Ops Archaeology: The DR That Looks Ready But Isn't¶
You've just joined a team. There are no docs. The previous engineer left last month. Something is broken. Here's everything you have to work with.
Difficulty: L3 Estimated time: 40 min Domains: Multi-Cluster, Route53, Database, Disaster Recovery
Artifact 1: CLI Output¶
$ kubectl --context=dr-west get pods -n platform
NAME READY STATUS RESTARTS AGE
api-server-6b8f9a7c43-d2f4g 1/1 Running 0 90d
api-server-6b8f9a7c43-h5j7k 1/1 Running 0 90d
api-server-6b8f9a7c43-m8n1p 1/1 Running 0 90d
worker-5d7e8f9a12-q3r5s 1/1 Running 0 90d
worker-5d7e8f9a12-t6u8v 1/1 Running 0 90d
$ kubectl --context=dr-west get svc -n platform
NAME TYPE CLUSTER-IP EXTERNAL-IP PORT(S) AGE
api-server LoadBalancer 10.100.42.18 a1b2c3-dr-west.us-west-2.elb.amazonaws.com 443:31892/TCP 90d
health-check ClusterIP 10.100.42.99 <none> 8080/TCP 90d
$ kubectl --context=dr-west exec -n platform deploy/api-server -- curl -s http://localhost:8080/health
{"status":"ok","database":"connected","cache":"connected","timestamp":"2024-12-18T14:22:03Z"}
$ kubectl --context=dr-west exec -n platform deploy/api-server -- curl -s http://localhost:8080/ready
{"status":"ok","checks":{"database":true,"cache":true,"queue":true}}
Artifact 2: Metrics¶
# DR cluster metrics (scraped locally in dr-west)

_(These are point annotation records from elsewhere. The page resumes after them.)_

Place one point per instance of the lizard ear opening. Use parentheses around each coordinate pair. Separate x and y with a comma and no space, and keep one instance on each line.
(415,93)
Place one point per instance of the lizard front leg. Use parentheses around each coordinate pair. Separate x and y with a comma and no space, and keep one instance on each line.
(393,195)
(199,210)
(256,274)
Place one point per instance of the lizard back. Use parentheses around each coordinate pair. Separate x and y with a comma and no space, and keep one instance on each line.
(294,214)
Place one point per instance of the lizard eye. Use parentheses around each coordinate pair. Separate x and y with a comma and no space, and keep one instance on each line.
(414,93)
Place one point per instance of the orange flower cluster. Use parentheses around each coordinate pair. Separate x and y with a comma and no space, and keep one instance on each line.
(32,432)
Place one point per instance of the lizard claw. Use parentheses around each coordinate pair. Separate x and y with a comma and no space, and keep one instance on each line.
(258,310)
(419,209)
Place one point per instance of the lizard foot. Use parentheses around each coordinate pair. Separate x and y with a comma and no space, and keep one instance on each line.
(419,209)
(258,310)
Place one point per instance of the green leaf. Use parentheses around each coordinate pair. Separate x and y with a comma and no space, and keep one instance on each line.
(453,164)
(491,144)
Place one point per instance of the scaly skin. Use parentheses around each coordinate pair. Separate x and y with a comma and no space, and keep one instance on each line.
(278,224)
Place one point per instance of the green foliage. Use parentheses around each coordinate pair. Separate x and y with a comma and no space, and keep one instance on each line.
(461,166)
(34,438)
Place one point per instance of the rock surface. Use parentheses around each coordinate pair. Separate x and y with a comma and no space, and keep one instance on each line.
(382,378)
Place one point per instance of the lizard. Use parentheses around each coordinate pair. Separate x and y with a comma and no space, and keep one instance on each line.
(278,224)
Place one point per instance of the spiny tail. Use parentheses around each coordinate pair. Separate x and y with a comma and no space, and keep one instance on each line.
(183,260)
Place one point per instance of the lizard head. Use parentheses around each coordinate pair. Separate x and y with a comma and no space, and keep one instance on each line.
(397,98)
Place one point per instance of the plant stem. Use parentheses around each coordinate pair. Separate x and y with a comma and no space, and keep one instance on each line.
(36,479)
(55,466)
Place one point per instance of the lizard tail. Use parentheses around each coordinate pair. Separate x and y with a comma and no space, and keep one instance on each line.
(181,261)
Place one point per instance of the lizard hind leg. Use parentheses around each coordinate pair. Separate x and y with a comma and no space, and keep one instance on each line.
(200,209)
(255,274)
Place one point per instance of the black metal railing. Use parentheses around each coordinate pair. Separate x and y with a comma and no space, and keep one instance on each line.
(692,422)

# API server request rate (last 24h)
http_requests_total{cluster="dr-west",handler="/health"} 86400
http_requests_total{cluster="dr-west",handler="/ready"} 86400
http_requests_total{cluster="dr-west",handler="/api/v1/orders"} 0
http_requests_total{cluster="dr-west",handler="/api/v1/users"} 0
# Database connection pool
db_pool_active_connections{cluster="dr-west"} 2
db_pool_idle_connections{cluster="dr-west"} 8
db_pool_max_connections{cluster="dr-west"} 50
db_pool_wait_count_total{cluster="dr-west"} 0
# Database query latency
db_query_duration_seconds{cluster="dr-west",query="health_check",quantile="0.99"} 0.003
db_query_duration_seconds{cluster="dr-west",query="select_orders",quantile="0.99"} NaN
Artifact 3: Infrastructure Code¶
# From: terraform/modules/dns/failover.tf
resource "aws_route53_health_check" "dr_west" {
fqdn = "a1b2c3-dr-west.us-west-2.elb.amazonaws.com"
port = 443
type = "HTTPS"
resource_path = "/health"
failure_threshold = 3
request_interval = 30
tags = {
Name = "dr-west-health-check"
}
}
resource "aws_route53_record" "api_failover_secondary" {
zone_id = aws_route53_zone.main.zone_id
name = "api.megacorp.io"
type = "A"
alias {
name = "a1b2c3-dr-west.us-west-2.elb.amazonaws.com"
zone_id = "Z1H1FL5HABSF5"
evaluate_target_health = false
}
failover_routing_policy {
type = "SECONDARY"
}
set_identifier = "dr-west"
health_check_id = aws_route53_health_check.dr_west.id
}
Artifact 4: Log Lines¶
[2024-12-18T14:22:03Z] api-server/dr-west | INFO Health check passed: database=connected cache=connected
[2024-12-18T14:21:58Z] api-server/dr-west | ERROR Failed to execute query on orders table: connection to 10.0.50.11:5432 refused (pg-primary-east)
[2024-12-15T09:00:01Z] terraform/dr-west | aws_db_instance.replica_west: Still creating... [45m elapsed]
Your Mission¶
- Reconstruct: What does this system do? What are its components and purpose?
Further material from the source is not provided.